Vereadores independentes querem esclarecimentos sobre Polícia Municipal
Os vereadores independentes Luís Filipe Santos e Jorge Afonso Freitas dão conta, em comunicado, que vão questionar, na próxima reunião da Câmara Municipal do Funchal, qual o modelo de Polícia Municipal que o executivo pretende implementar no concelho, pois consideram que as recentes declarações do vice-presidente da autarquia levantam mais dúvidas.
Depois de o executivo ter anunciado a intenção de criar uma Polícia Municipal "com menos competências do que as existentes em Lisboa e no Porto" e com "termos mais ligeiros", os vereadores independentes consideram essencial esclarecer, desde já, qual será o verdadeiro alcance desta nova estrutura.
Em comunicado, explicam que vão na reunião de Câmara perguntar o que significa, em termos práticos, uma Polícia Municipal "mais ligeira". "Essa designação refere-se apenas à sua estrutura orgânica e dimensão ou significa igualmente uma redução das competências de fiscalização e intervenção?", questionam.
Os vereadores pretendem ainda saber quais serão, em concreto, as atribuições da futura Polícia Municipal e quais os problemas que estará efectivamente habilitada a resolver.
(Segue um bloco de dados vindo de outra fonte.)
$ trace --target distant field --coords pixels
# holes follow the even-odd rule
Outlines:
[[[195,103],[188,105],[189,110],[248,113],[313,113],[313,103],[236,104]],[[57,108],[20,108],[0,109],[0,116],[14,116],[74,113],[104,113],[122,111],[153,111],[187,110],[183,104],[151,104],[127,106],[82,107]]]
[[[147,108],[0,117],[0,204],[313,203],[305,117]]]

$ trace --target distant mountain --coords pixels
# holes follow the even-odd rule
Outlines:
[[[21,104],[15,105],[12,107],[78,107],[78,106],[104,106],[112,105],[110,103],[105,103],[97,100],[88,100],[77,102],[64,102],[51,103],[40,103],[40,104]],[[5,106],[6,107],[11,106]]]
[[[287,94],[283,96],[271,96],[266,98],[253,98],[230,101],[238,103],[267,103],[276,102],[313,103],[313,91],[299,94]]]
Entre outras matérias, questionam se terá competência para fiscalizar o ruído provocado por veículos automóveis e motociclos, uma das queixas mais frequentes da população em diversas zonas do concelho, ou se essa responsabilidade continuará exclusivamente nas forças de segurança e órgãos de polícia criminal.
Da mesma forma, pretendem saber se a futura Polícia Municipal terá algum papel na monitorização do cumprimento das regras de trânsito, na ocupação abusiva do espaço público, no estacionamento irregular, na proteção ambiental, na fiscalização urbanística e no combate a situações de incumprimento dos regulamentos municipais.
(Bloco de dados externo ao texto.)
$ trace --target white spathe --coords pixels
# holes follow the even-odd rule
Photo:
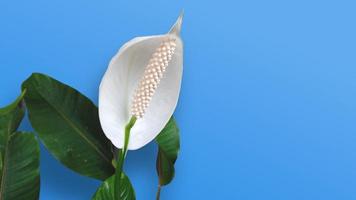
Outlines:
[[[175,39],[176,49],[160,84],[142,118],[131,129],[128,149],[135,150],[152,141],[172,116],[179,97],[183,72],[182,15],[169,33],[137,37],[124,44],[112,58],[99,89],[99,118],[102,129],[117,148],[123,148],[124,130],[131,118],[133,95],[152,54],[167,39]]]

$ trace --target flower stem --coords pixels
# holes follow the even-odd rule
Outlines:
[[[156,200],[159,200],[159,199],[160,199],[160,196],[161,196],[161,188],[162,188],[162,186],[159,185],[159,186],[158,186],[158,189],[157,189]]]
[[[120,149],[118,153],[118,160],[117,160],[116,171],[115,171],[115,199],[116,200],[121,199],[121,175],[123,171],[125,157],[127,154],[127,147],[129,145],[131,128],[135,125],[136,120],[137,118],[135,116],[132,116],[129,123],[126,125],[124,147],[123,149]]]

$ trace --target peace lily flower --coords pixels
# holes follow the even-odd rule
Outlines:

"Se a futura Polícia Municipal nasce com menos competências, importa esclarecer aos munícipes quais serão exatamente essas limitações. Não basta anunciar uma nova estrutura. É fundamental explicar para que servirá, o que poderá fiscalizar e quais os problemas concretos que ajudará a resolver", defendem os vereadores independentes.
Luís Filipe Santos e Jorge Afonso Freitas entendem igualmente que, antes da criação de uma nova polícia, importa avaliar a forma como funciona actualmente a fiscalização municipal. Nesse sentido, irão questionar se os diferentes serviços de fiscalização continuam a atuar de forma autónoma ou se existe uma coordenação efetiva entre os fiscais do ambiente, do urbanismo, da publicidade, da ocupação da via pública e das restantes áreas de fiscalização municipal.
Os vereadores defendem que uma reorganização dos actuais serviços de fiscalizaçãopoderá constituir uma prioridade mais urgente do que a criação de uma nova estrutura, assegurando uma atuação integrada, coordenada e mais eficaz.
"Uma Polícia Municipal não pode ser apenas uma mudança de designação ou uma operação deimagem. É necessário saber quais serão os seus poderes, como irá articular-se com as restantes entidades fiscalizadoras e que valor acrescentará relativamente ao modelo atual. Caso contrário, corre-se o risco de criar mais uma estrutura administrativa sem resolver os problemas concretosque afectam diariamente os cidadãos", refere o comunicado.
Os vereadores consideram ainda indispensável que o executivo esclareça quais os recursos humanos previstos para esta nova Polícia Municipal, qual o respetivo impacto financeiro para o Município, de que forma será feita a articulação com a PSP e quais os objectivos concretos que justificam a sua criação.
"As questões serão apresentadas na próxima reunião de Câmara, com o objetivo de garantir transparência sobre um projecto que poderá ter impacto direto na segurança, na fiscalização e na qualidade de vida dos funchalenses", remata o comunicado.